Plot of minimum reflectivity with number of graphene layer with thickness of dAg = 50 nm, dBaTiO3 = 5 nm, dgraphene = 0.34 nm (monolayer), and daff = 3 nm and sensing medium of refractive index 1.33

Meanwhile, to see the effect of thickness of the affinity layer on the performance of the sensor, we have also plotted the shift of resonance angle for different values of thickness of the affinity layer as shown in Fig. 6. It shows the maximum shift in resonance angle for 3 nm thickness of different affinity layers. The maximum resonance angle shift for [poly (trifluoroethyl methacrylate)] affinity layer, toluene affinity layer, and nicotine affinity layer are found to be at 15.40°, 15°, and 14.70° respectively. Hence, affinity layer of 3 nm is considered for the absorption of Pseudomonas bacteria with the help of the monolayer of graphene.

Fig. 6
figure 6

Plot of the shift in resonance angle as a function of the thickness of affinity layer with thicknesses of dAg = 50 nm, dBaTiO3 = 5 nm, dgraphene = 0.34 nm (monolayer), daff = 3 nm, 13 nm, and 23 nm, and refractive index change from 1.33 to 1.40

Therefore, our proposed SPR biosensor demonstrates enhanced performance in comparison with previously reported work summarized in Table 4.

Conclusion

Our work demonstrates the improved performance in terms of sensitivity, quality parameter, and detection accuracy with the proposed Ag-BaTiO3-graphene-affinity layer–based SPR biosensor.
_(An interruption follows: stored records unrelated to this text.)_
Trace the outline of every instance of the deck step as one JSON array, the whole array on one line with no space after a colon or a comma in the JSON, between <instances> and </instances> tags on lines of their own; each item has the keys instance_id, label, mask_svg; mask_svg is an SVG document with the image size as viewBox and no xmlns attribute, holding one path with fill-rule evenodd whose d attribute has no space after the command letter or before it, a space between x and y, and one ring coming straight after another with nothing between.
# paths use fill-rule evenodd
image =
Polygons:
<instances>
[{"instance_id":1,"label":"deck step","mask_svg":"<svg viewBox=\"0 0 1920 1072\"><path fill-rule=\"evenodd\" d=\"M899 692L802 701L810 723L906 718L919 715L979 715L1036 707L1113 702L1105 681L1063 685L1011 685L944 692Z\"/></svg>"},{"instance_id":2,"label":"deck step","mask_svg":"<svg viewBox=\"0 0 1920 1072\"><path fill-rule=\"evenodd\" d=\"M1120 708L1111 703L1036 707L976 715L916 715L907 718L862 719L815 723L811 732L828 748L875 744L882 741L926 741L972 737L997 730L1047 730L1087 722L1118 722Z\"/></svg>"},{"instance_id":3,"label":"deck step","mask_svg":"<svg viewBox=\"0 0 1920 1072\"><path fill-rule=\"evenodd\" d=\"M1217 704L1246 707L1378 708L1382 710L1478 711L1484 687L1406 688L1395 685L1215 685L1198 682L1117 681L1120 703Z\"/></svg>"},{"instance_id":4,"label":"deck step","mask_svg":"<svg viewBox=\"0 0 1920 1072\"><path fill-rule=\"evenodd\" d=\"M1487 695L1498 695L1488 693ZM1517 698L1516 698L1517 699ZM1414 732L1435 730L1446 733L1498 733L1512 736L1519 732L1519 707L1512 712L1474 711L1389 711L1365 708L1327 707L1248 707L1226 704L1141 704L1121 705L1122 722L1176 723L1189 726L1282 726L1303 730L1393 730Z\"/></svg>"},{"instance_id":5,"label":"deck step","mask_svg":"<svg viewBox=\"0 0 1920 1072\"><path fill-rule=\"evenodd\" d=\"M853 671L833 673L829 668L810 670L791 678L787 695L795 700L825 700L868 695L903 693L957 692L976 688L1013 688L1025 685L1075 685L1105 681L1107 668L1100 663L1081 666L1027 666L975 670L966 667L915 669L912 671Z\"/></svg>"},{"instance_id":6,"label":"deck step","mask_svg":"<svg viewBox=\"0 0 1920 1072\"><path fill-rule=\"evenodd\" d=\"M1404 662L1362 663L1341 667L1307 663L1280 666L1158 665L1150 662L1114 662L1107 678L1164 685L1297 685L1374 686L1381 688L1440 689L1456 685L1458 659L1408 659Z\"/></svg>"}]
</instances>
Here, the barium titanate layer, having low dielectric losses and high dielectric constant, has been placed between silver and graphene layers. It is found that graphene with barium titanate enhances the performance when compared with other sensors without the barium titanate layer. Maximum sensitivity, quality parameter, and detection accuracy for this proposed structure are obtained as 220 degree/RIU, 101.38 RIU−1, and 7.09 respectively for change in the refractive index of the sensing medium from n = 1.33 to 1.40. This design effectively finds its application in the detection of Pseudomonas bacteria and may be useful for sensing in a series of biological analytes.